Work-Based Learning (NYS)
Published · LiveA published New York State public-school resource hub and reporting system — translating fragmented student outcome data into a shared visual language usable across schools and districts.
Rich data. No shared language to read it.
New York State's Work-Based Learning program generates significant qualitative and quantitative data on student outcomes — internship performance, skill development, workplace readiness, and program completion. Schools across the state were collecting this data. The problem was what happened next.
Reporting formats varied by school. Visualizations, when they existed at all, were inconsistent. An administrator at one school couldn't meaningfully compare outcomes with another. A program coordinator reviewing multiple schools' reports had to mentally translate between different data presentations before they could interpret anything.

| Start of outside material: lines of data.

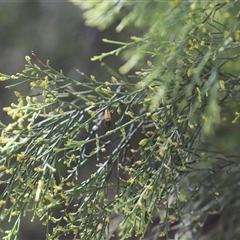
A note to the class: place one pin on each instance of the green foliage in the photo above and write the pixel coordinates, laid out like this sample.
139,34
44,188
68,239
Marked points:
162,154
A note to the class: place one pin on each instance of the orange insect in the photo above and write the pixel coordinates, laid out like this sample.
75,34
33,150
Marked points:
107,119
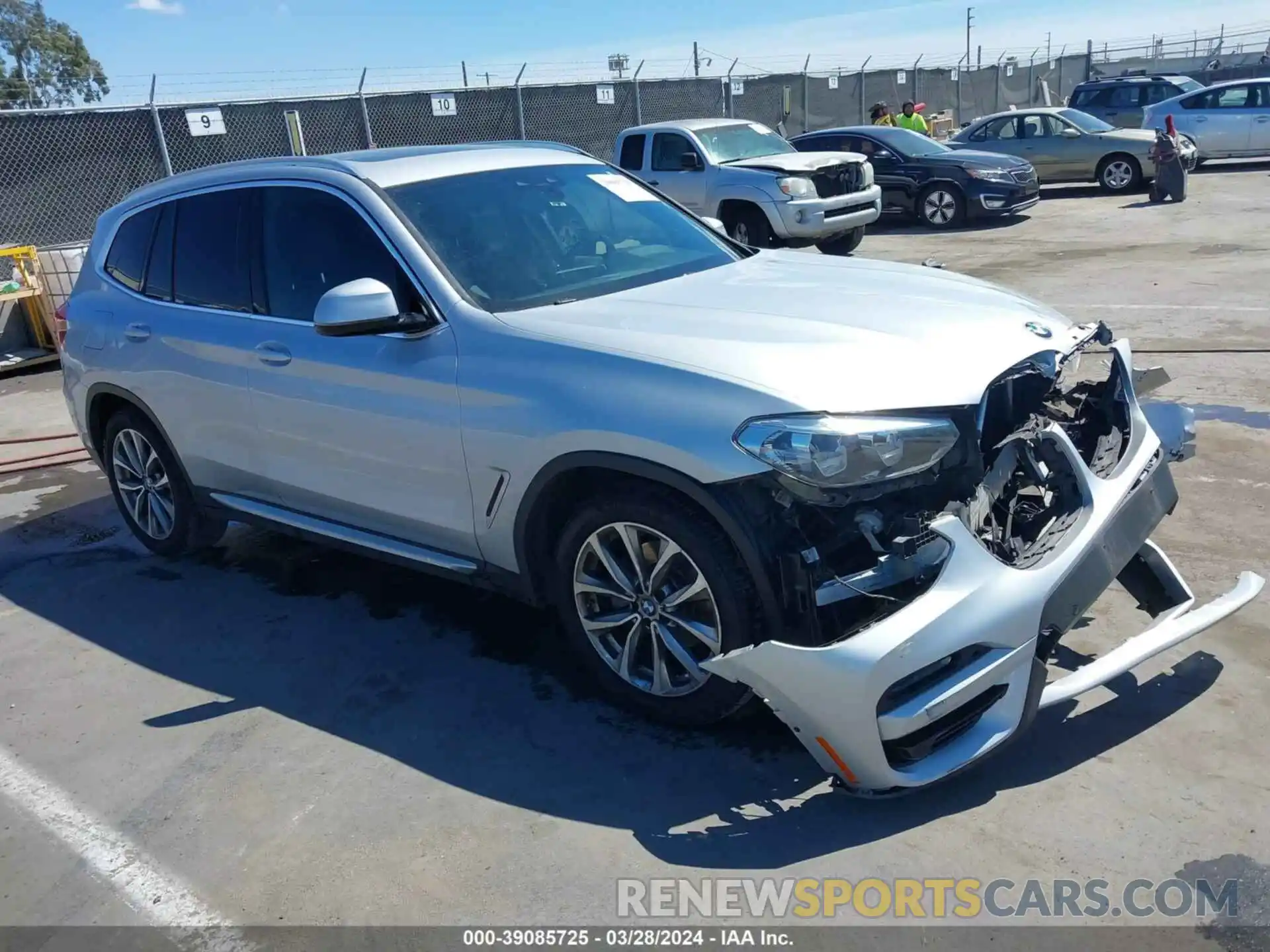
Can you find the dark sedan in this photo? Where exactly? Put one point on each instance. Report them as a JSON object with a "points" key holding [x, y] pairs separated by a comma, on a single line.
{"points": [[922, 178]]}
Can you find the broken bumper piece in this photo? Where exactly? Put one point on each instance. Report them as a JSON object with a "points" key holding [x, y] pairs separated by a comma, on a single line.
{"points": [[952, 674]]}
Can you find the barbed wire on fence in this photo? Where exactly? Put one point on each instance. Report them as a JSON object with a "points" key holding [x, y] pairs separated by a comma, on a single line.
{"points": [[64, 167]]}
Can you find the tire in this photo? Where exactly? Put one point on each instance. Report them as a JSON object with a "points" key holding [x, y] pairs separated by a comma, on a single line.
{"points": [[842, 244], [941, 207], [151, 491], [1119, 173], [749, 226], [586, 587]]}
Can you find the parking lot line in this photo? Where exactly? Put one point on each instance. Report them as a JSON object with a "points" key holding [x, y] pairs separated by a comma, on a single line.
{"points": [[145, 887]]}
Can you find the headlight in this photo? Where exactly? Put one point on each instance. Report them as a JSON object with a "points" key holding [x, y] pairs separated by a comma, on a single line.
{"points": [[796, 187], [847, 451], [990, 175]]}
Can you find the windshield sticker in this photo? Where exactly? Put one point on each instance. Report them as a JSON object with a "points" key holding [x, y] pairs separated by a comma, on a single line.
{"points": [[622, 187]]}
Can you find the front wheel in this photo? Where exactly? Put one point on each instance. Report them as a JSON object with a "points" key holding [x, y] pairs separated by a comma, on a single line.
{"points": [[749, 226], [1119, 175], [941, 207], [648, 589], [842, 244]]}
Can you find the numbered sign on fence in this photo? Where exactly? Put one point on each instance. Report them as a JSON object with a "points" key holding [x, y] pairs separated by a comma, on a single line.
{"points": [[205, 122], [444, 104]]}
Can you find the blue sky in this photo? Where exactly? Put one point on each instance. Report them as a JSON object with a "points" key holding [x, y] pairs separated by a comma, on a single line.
{"points": [[302, 45]]}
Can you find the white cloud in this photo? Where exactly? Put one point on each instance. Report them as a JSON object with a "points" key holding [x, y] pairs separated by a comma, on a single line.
{"points": [[172, 7]]}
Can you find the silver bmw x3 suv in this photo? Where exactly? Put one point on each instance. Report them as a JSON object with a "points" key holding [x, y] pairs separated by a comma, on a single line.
{"points": [[874, 496]]}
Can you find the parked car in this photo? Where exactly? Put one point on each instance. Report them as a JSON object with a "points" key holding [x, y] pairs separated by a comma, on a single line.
{"points": [[920, 178], [1226, 120], [1067, 145], [872, 494], [748, 177], [1121, 100]]}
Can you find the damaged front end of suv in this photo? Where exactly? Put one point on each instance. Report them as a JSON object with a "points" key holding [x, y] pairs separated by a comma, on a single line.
{"points": [[929, 561]]}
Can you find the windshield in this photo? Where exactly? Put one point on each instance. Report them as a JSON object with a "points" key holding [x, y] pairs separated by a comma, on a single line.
{"points": [[521, 238], [1085, 122], [727, 143], [908, 143]]}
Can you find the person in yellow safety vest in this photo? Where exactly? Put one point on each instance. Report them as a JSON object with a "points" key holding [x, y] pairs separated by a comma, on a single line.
{"points": [[880, 114], [911, 120]]}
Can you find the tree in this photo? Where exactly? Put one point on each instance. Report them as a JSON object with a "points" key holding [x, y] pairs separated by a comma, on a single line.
{"points": [[44, 61]]}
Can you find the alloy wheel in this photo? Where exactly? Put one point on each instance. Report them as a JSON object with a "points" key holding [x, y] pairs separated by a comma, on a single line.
{"points": [[144, 484], [939, 207], [1118, 175], [647, 608]]}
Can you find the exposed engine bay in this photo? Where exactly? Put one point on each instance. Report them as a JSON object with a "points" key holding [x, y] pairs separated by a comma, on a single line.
{"points": [[1006, 481]]}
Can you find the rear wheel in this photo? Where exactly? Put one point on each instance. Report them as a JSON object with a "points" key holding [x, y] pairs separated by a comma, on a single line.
{"points": [[748, 225], [1119, 173], [842, 244], [941, 207], [648, 589], [150, 488]]}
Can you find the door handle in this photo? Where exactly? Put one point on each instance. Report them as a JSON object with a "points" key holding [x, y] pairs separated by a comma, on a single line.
{"points": [[273, 354]]}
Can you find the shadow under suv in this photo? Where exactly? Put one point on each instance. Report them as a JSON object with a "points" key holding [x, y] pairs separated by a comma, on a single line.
{"points": [[870, 494]]}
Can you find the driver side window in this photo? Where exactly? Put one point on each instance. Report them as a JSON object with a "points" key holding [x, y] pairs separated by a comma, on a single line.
{"points": [[668, 149], [313, 241], [999, 130]]}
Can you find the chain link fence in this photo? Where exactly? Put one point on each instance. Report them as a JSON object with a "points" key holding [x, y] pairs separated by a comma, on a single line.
{"points": [[64, 168]]}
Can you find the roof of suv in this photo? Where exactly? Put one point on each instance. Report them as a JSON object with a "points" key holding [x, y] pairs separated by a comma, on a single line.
{"points": [[384, 167]]}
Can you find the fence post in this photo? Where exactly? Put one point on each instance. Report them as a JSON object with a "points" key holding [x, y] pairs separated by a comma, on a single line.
{"points": [[159, 136], [639, 108], [806, 63], [863, 88], [520, 100], [366, 116]]}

The data existed. The infrastructure to make it legible — across schools, across districts, at the state level — didn't. This project was about building that infrastructure.
My role
UI/UX Designer & Front-End Developer — responsible for the information design system, visual language, and full platform build on Google Sites.
Timeline
2022 – 2023 · Platform live and actively maintained
Primary users
- NYS program coordinators
- School administrators
- Teachers and counselors reviewing student progress
- District-level reviewers comparing across schools
Fragmented data. No system for making sense of it.
When every school reports differently, comparison becomes impossible. When visualizations are inconsistent, pattern recognition fails. When the hub is a collection of scattered links and documents, retrieval is friction-heavy.
The consequence isn't just inconvenience — it's that student outcomes become invisible to the people responsible for acting on them. You can't improve what you can't read.
- Fragmented reporting formats — No consistent template across schools. Each report required interpretation from scratch.
- Inconsistent visual language — Charts, icons, and data representations varied, making cross-school comparison impossible without manual translation.
- No centralized portal — Resources were spread across links, emails, and documents with no single access point.
- High cognitive load for reviewers — Administrators reviewing multiple schools had to context-switch constantly between different data presentations.
Building a shared visual system, not just a website
The goal wasn't a prettier report. It was a consistent enough visual language that anyone reviewing any school's data could interpret it immediately — without a legend, without a guide, without translation.
- Built a centralized portal to eliminate link-sprawl. All resources, reports, and tools live in one place with consistent navigation. Retrieval friction dropped from multi-step searches to a single access point.
- Designed modular report templates to standardize interpretation. Every school's data now uses the same structure, the same visual hierarchy, and the same chart types. Cross-school comparison became possible without translation.
- Used iconography and infographics to reduce cognitive load. Heavy data tables were replaced with visual summaries that communicate outcomes at a glance — without sacrificing the underlying detail.
- Constrained the visual system deliberately. Fewer chart types. Consistent color meaning. Repeated patterns. Constraint here is a feature — every deviation from the system breaks the ability to compare.
- Built on Google Sites for maintainability. The platform needed to be updatable by non-technical staff after handoff. Technology choice was a UX decision, not just an infrastructure one.
The visual system — designed for cross-school legibility
Design principles applied
- Consistency over creativity — the system serves comparison, not expression
- Visual hierarchy aligned with decision-making priority
- Iconography that reduces reading load without losing precision
- Modular templates that scale across any school without custom work
Published. Live. Used.
The platform is active and maintained. The visual system works in the wild — across schools that didn't build it, with data they didn't design for.
Published statewide across NY public schools — a designed artifact now operating as part of official New York State program infrastructure.
Cross-school comparison enabled — administrators can now review multiple schools' outcomes using the same visual language, without manual translation between formats.
Retrieval friction eliminated — one centralized portal replaced a scattered collection of links, documents, and emails.
Consistent interpretation across districts — the shared visual system means a coordinator reviewing schools in different districts reads the same data structure every time.
Non-technical maintainability — platform was built for handoff. Staff can update content without designer involvement.